FITRATIN BOZULMASI
"İslam teslimiyettir; teslimiyet ise fıtrata uymaktır." dediğimizde aslında herkesin onaylayacağı bir cümle kurmuş oluyoruz.Fakat;
- Sistem birikim veya din adına ortaya konanların yetmediği
- Gelenek ve kültür adına var olan her şeyin cesede döndüğü
- Şintoizm Konfüçyanizm ve Budizm gibi dinlerin ölü birer folklorik unsur olarak görüldüğü
- İdeolojilerin önce tıkanıp sonra tükendiği ve iddialarından vazgeçtiği
- Dinlerin tüm vaatlerinin boşa düşüp koca bir yalan ve kandırmacaya dönüşerek Modernizm karşısında teslim olduğu
- Müslümanların birikimlerinin çağa cevap vermediği ve sorunlar karşısında çözüm öneremediği
- Müslümanların karakter zaafı yaşadığı eylemlerinin karanlığa ve bozgunculuğa dönüştüğü
- Zihinlerin karıştığı amellerin menfaatin ötesine geçmediği
- Değerlerin buharlaşıp Postmodern bir anlamsızlığa gömüldüğü
- Yeni Nasyonal/Sosyalist diktatörlüklerin egemenliğinin arefesi gibi duran bu zamanlarda "sözün iman ve amelin" anlamı yitirilmiş görünüyor.
AJİTASYONDAN UZAK
FITRATNAME ise anlayanlar ve anlamak isteyenler için kiminin deist kiminin dinsiz kiminin bu ne densiz dediği/diyeceği yalınlıkta evrensel çağrı... Arı duru İslam'a ve zaten İslam olan insanlık değer ve eylemlerine ışık tutan sistemli bir bakış açısıyla yazılan FITRATNAME hem insanlık ve uygarlık birikimin ihyası hem de İslamî düşüncenin yeniden inşası için mütevazı ama çok keskin bir söylem içeriyor. Kelimeler cam kırığı gibi keskin; cümleler buz gibi soğuk ve yalın. Kitapta; yazarın hiçbir tahrik tazyik ve ajistasyona girmeden gerçeği ifade etme endişesi taşıdığı görülüyor.
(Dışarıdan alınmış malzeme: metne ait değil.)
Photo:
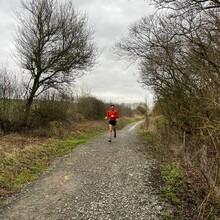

FITRATNAME'deki yazılar tasavvur iman ve davranış değişikliği için sarsıcı tespitler ve öneriler taşıyor.
SÖZÜN ÇAĞRISI
Sözün dürüst çıkarsız ve anlaşılır olmasına özlem duyulduğu; dinî düşüncenin kendini tekrara ve küflenmiş malumat deposuna dönüştüğü bağlamda FITRATNAME; bir İslam rönesansı için işaret fişeği olarak görülebilecek metinlerden oluşuyor. Kitap; hanif dine tevhide ve fıtrata güçlü bir çağrı içeriyor. Ayrıca bu kitapta Murat SAYIMLAR; "Bizde felsefi düşünce doğacaksa ancak şiirden/edebiyattan doğar." diyenleri şaşırtacak biçimde açıklama ve tanımlamanın ötesine geçerek yepyeni bir dayanak çerçevesi sunuyor. İslami düşüncenin inşası için ortaya konan ve büyük bir emeğin ürünü olan bu kitapta düşünceler -lafa gelince "zaten öyle denen"ler bile- derinlik ve tutarlılıkla ifade ediliyor.